ISRAELE-GAZA, UCRAINA, SUDAN E TAIWAN: LINEE DI CONFLITTO
i siamo lasciati in pace, ci ritroviamo in guerra. Il terzo decennio del 2000 ha mandato in pezzi un illusione a cui il mondo si era assuefatto, sulla spinta di accordi economici o politici sempre più rischiosi e sulla rimozione di braci che covavano sotto la cenere del tempo.
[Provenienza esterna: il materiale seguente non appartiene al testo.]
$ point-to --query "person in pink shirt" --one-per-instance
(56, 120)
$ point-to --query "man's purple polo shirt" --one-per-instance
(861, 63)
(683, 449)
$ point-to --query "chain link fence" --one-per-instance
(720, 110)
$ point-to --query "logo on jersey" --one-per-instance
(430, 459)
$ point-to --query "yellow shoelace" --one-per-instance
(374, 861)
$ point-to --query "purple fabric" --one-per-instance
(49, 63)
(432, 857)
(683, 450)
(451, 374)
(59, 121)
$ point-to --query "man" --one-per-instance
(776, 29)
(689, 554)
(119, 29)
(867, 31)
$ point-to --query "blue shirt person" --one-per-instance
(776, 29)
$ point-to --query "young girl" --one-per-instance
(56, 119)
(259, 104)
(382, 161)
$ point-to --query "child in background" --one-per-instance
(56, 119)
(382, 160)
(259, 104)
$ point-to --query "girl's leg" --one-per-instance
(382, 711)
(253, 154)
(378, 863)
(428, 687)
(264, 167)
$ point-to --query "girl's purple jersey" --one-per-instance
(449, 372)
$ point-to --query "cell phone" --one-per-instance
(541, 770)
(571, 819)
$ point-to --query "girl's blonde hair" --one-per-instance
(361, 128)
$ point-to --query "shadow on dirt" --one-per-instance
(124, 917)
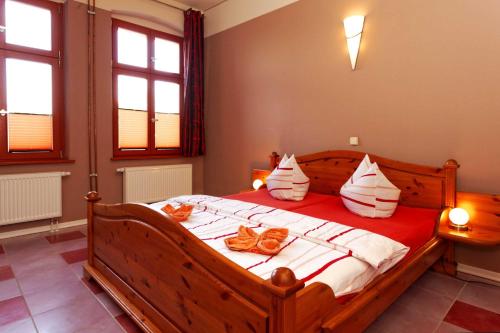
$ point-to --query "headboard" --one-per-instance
(421, 186)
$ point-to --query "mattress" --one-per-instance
(311, 261)
(410, 226)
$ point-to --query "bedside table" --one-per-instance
(484, 230)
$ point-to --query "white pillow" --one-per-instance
(369, 193)
(287, 181)
(280, 181)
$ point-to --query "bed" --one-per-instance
(168, 280)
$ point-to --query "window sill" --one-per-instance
(35, 162)
(149, 157)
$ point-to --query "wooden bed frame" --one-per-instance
(168, 280)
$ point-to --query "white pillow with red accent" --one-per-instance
(287, 181)
(369, 193)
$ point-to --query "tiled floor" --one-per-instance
(42, 290)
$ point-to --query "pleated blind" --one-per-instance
(28, 132)
(133, 129)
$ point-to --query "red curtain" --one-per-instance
(193, 131)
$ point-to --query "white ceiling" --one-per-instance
(200, 4)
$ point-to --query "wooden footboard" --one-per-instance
(168, 280)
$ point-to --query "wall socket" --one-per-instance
(354, 141)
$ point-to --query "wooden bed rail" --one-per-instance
(163, 276)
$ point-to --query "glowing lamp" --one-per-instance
(353, 26)
(257, 184)
(459, 219)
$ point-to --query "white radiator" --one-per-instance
(30, 197)
(156, 183)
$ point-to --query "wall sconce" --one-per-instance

Così, le immagini che trovate qui sopra raccontano un mondo di vittime e tensioni che paiono insolubili. Il disastro di Gaza, seguito all’incredibile e improvvisa mattanza dell’attacco del 7 ottobre a Israele, ha risucchiato le energie delle diplomazie globali e infiammato il dibattito ovunque – dopo anni di oblio della madre di tutte le questioni mediorientali: la lotta per la Terra Santa. Ma era stata l’invasione dell’Ucraina voluta da Putin a riportare in Europa una crisi di proporzioni ormai sepolte.
LO STALLO
E lo stallo su cui si è assestata la battaglia sul campo spaventa prima di tutto Volodymyr Zelensky, che non può rischiare di perdere, oltre all’attenzione, anche il sostegno (le armi) dell’occidente. Nel frattempo i tentacoli dello zar avevano operato anche altrove, dalla Siria alla Africa. Ed è nel cuore del continente più povero e diviso che si consuma da mesi una guerra interna all’enorme Sudan, dove i ribelli del generale Dagalo hanno promosso un golpe alimentato anche dai mercenari della Wagner, che per anni sono stati la legione straniera di Putin, prima che saltasse per aria il loro fondatore Evgenij Prigozhin. La guerra civile sudanese prosegue a colpi di morti e milioni di sfollati, minaccia di tracimare nei paesi limitrofi (a partire dal Ciad). Tutto si tiene. L’Africa è da anni terra di conquista della Cina di Xi Jinping, che osserva tutto da lontano e fa pesare a seconda della convenienza la propria stazza geopolitica. E intanto perpara l’operazione forse più rischiosa di tutte: l’invasione di Taiwan. È questa la crisi – La guerra promessa, per citare Danilo Taino (Solferino) – più pericolosa. Perché comporterebbe per la prima volta uno scontro aperto tra America e Cina, con conseguenze incalcolabili. Ma se Washington perde progressivamente il controllo di un mondo multipolare e gli organismi internazionali sono ostaggio di chi promuove o minaccia campagne militari, torna, quasi disperata, una domanda che l’illusione della pace aveva messo tra parentesi prima nel Dopoguerra e poi dopo il 1989: forse è finita un’era anche per la diplomazia?